Lipid modification of secreted signaling proteins

Abstract

Proteins of the Hedgehog, Wnt and Epidermal Growth Factor Receptor (EGFR) ligand families are secreted signals that induce concentration-dependent responses in surrounding cells. Although these proteins must diffuse through the aqueous extracellular environment, recent work has shown that hydrophobic lipid modifications are essential for their functions. All three classes of ligands are palmitoylated in the secretory pathway by related enzymes, and Hedgehog also carries a C-terminal cholesterol modification as a result of its autocatalytic cleavage. Palmitoylation is required for Wingless secretion and contributes to the signaling activity of Hedgehog and Wnt3a, but is not required for secretion or receptor activation by the EGFR ligand Spitz. While lipid modifications enhance the long-range activity of Sonic hedgehog, they restrict the range and increase the local concentration of Spitz. We discuss the diverse functions and the possible extent of palmitoylation of secreted ligands.

Figure 1. Different effects of lipid modifications on Spi, Hh and Wg

Ligand-producing cells are shown in the upper row and ligand-receiving cells in the lower row. Porc in the ER palmitoylates Wg on an internal cysteine (A), while Rasp in the Golgi palmitoylates Spi and Hh on their N-terminal residues (B, C). Palmitoylation of Wg enhances its glycosylation, lipid raft targeting and secretion (A).
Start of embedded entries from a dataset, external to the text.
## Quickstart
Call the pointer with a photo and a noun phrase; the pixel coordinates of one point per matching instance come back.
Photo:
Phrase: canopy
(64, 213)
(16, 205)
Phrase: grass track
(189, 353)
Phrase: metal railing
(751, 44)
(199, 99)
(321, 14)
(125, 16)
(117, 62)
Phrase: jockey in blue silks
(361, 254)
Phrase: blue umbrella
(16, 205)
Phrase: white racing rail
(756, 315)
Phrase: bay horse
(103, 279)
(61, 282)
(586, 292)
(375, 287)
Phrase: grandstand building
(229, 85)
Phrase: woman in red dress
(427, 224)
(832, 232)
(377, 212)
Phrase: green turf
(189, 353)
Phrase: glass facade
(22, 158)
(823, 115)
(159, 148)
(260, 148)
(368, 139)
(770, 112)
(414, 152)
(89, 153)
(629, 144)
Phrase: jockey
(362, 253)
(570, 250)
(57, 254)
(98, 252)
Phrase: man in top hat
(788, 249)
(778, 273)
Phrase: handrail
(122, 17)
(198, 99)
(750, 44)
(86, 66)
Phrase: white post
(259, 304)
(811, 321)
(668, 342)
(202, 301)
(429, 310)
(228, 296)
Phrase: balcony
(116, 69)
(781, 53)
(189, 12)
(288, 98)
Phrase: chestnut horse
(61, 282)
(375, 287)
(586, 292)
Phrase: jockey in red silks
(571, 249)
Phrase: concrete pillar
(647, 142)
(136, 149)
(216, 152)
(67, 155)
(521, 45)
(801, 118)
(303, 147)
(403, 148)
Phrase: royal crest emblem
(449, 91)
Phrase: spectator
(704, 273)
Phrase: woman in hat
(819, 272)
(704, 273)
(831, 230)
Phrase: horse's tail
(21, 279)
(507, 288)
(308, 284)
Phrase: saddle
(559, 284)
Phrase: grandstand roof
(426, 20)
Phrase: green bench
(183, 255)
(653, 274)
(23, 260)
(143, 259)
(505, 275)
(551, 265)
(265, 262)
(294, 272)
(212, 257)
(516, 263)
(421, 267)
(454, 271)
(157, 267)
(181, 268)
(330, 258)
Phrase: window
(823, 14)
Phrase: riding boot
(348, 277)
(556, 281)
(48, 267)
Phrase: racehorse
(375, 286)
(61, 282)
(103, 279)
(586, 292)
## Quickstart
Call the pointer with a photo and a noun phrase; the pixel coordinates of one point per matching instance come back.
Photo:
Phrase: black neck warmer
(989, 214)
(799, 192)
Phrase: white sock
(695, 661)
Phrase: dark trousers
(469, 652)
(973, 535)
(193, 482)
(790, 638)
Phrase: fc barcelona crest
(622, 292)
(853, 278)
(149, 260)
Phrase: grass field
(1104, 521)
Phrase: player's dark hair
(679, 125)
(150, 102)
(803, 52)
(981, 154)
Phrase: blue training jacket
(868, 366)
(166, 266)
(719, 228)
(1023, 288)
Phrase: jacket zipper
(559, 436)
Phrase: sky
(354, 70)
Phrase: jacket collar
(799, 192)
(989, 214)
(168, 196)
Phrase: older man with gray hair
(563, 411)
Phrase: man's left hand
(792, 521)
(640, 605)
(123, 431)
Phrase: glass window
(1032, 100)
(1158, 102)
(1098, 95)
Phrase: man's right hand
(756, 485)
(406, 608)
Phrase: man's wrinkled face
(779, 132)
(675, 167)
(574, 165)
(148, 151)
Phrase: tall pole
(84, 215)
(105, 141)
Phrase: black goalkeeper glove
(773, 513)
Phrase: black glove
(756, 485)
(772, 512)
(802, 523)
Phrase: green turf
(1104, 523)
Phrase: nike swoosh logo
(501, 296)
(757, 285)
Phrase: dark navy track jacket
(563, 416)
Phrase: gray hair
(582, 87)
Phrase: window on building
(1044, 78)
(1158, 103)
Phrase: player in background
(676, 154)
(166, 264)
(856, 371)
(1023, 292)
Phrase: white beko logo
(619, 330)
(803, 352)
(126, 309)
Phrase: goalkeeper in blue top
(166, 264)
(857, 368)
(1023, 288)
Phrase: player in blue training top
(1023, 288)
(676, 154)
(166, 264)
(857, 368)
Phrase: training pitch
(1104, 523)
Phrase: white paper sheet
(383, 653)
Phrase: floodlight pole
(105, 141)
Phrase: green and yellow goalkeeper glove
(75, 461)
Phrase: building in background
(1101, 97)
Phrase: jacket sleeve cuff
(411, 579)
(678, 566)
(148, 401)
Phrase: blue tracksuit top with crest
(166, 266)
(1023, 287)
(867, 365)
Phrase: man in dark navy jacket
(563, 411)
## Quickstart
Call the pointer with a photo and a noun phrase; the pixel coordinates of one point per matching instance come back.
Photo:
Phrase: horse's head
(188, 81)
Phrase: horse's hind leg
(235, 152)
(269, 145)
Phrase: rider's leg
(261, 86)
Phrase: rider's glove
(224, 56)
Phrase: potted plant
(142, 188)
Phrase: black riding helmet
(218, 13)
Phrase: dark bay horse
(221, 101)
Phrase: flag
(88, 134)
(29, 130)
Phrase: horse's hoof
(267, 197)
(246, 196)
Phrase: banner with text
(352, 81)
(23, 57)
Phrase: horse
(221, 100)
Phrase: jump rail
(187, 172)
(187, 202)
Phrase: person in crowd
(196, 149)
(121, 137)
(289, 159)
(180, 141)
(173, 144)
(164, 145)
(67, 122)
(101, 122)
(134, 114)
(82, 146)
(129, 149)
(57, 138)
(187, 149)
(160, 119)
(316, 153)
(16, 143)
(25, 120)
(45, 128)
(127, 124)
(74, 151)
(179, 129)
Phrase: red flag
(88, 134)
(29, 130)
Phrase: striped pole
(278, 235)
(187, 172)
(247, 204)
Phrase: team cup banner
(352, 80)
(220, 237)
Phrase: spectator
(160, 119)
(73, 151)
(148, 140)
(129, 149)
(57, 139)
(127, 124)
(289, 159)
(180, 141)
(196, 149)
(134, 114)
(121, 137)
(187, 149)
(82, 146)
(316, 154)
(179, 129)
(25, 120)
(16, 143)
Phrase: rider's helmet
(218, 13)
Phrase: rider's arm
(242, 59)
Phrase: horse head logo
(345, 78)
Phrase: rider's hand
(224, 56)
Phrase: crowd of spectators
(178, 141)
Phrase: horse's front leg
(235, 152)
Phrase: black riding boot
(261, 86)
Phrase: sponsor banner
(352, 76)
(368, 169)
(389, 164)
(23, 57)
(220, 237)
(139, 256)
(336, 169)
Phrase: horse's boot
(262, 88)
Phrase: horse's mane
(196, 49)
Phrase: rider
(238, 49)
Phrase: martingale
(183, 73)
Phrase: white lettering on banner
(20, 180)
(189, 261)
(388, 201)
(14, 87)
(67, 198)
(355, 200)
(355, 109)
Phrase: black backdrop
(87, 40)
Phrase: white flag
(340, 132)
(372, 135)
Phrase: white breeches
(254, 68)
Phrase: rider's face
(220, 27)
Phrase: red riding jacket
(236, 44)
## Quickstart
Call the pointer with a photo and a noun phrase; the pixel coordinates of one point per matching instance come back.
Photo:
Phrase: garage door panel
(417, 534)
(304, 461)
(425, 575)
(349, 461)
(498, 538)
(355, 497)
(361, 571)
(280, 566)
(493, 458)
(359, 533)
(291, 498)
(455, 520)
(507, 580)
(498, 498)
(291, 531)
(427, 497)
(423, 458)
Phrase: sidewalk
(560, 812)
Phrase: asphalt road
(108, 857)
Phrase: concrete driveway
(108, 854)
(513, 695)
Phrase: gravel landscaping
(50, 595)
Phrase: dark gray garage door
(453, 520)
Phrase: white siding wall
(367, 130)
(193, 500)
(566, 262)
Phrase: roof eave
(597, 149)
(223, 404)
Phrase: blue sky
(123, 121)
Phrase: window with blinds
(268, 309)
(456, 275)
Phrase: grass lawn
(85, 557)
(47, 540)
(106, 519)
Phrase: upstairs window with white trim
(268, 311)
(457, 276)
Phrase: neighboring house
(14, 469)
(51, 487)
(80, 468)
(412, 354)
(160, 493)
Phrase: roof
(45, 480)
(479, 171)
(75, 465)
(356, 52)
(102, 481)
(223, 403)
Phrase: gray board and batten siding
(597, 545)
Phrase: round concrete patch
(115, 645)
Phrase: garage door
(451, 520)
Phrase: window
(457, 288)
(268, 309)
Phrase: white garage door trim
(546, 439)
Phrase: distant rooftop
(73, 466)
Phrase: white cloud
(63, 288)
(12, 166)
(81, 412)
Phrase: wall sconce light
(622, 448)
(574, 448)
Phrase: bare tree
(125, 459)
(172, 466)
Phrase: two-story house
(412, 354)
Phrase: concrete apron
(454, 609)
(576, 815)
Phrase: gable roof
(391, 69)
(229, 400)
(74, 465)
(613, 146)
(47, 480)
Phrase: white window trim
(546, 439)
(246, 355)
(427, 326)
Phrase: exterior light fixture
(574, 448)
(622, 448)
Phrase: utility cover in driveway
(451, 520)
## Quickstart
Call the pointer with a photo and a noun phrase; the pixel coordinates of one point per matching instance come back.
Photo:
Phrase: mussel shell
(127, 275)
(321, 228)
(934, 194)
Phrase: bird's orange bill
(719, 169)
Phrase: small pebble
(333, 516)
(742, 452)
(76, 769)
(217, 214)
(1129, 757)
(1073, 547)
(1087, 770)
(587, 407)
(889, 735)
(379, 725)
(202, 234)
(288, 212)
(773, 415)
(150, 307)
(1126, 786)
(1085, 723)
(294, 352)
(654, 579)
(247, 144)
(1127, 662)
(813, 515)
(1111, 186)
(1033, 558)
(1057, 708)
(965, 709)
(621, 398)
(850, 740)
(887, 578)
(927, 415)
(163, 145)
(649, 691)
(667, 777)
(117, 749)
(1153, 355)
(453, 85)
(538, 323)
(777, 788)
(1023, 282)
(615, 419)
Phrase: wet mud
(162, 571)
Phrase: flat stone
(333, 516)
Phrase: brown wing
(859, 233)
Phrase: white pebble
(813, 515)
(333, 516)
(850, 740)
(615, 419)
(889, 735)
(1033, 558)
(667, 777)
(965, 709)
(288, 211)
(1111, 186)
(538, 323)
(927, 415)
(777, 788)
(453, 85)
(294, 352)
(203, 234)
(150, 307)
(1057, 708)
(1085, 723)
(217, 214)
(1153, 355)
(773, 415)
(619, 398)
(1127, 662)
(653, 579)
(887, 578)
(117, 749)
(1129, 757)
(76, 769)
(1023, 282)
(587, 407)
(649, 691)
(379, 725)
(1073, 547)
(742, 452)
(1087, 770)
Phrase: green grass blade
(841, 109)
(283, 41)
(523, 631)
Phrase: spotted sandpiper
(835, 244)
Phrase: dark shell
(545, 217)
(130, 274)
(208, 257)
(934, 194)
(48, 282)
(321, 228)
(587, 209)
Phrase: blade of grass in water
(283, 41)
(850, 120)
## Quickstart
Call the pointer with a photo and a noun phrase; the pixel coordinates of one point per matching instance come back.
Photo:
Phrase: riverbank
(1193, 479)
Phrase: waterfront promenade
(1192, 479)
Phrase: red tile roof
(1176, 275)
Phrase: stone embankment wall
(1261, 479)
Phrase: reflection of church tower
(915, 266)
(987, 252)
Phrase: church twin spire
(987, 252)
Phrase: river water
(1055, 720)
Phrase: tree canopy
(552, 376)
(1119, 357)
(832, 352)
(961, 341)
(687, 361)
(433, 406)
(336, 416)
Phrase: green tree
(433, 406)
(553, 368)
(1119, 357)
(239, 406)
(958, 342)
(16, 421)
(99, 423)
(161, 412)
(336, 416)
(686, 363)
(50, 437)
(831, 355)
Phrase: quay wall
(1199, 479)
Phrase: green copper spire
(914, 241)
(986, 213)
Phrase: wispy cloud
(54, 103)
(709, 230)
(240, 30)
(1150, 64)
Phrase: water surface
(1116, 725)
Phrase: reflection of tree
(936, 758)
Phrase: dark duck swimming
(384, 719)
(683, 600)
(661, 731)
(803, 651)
Palmitoylation of Spi increases its association with the plasma membrane of producing cells and raises its local concentration to the threshold necessary to activate the EGFR (B). Palmitate and cholesterol modifications on Hh promote its incorporation into multimers that may contain Apolipophorin (ApoL) and enhance its long-range activity. Palmitoylation is also required for Hh to signal productively when bound to Ptc (C).

Figure 2. Rasp is present in the Golgi in Drosophila S2R+ cells

(A–C) show a cell transfected with actin-GAL4, UAS-rasp-HA and the Golgi marker UAS-dGRASP65-GFP (kindly provided by Henry Chang). Anti-HA staining (A, magenta in C) colocalizes with GFP (B, green in C).

Figure 3. A Hh-Ptc fusion protein shows reduced activity in rasp mutant wing discs

(A) shows a schematic of the wing pouch. The solid line indicates the anterior-posterior (AP) compartment boundary where endogenous dpp is expressed, and the dotted line indicates vestigial (vg)-GAL4 expression at the dorsal-ventral (DV) boundary. (B–D) show third instar wing discs carrying vg-GAL4 and dpp-lacZ and stained with X-Gal. (B–C) rasp^T392/rasp^T802; (D) wildtype. (B) expresses UAS-hh and (C–D) express UAS-hh-ptc. All discs were stained in parallel for the same length of time. The Hh-Ptc fusion activates dpp expression to a slightly greater extent than Hh in the absence of rasp, but its activity is lower than in wildtype discs. Note that endogenous dpp expression at the AP boundary is lost in rasp mutant discs due to the lack of palmitoylation of endogenous Hh–. The expression pattern of vg-GAL4 is not altered in rasp mutant wing discs ( and see Fig. 4).

Figure 4. Dpp is active in the absence of rasp

All panels show third instar wing discs. (A–C) wildtype; (D–F) rasp^T392/rasp^T802; (G–I) rasp^T392/rasp^T802; vg-GAL4/UAS-dpp. The discs were stained to show expression of the Dpp target genes optomotor-blind (Omb; magenta in A, C, D, F, G, I) and spalt (Sal; green in B, C, E, F, H, I). dpp is not expressed in rasp mutant discs due to defective Hh signaling ( and see Fig. 3); however, when misexpressed at the dorsal-ventral boundary of the wing disc it is able to activate sal and omb expression. Transfections and X-gal and antibody stainings were carried out as described.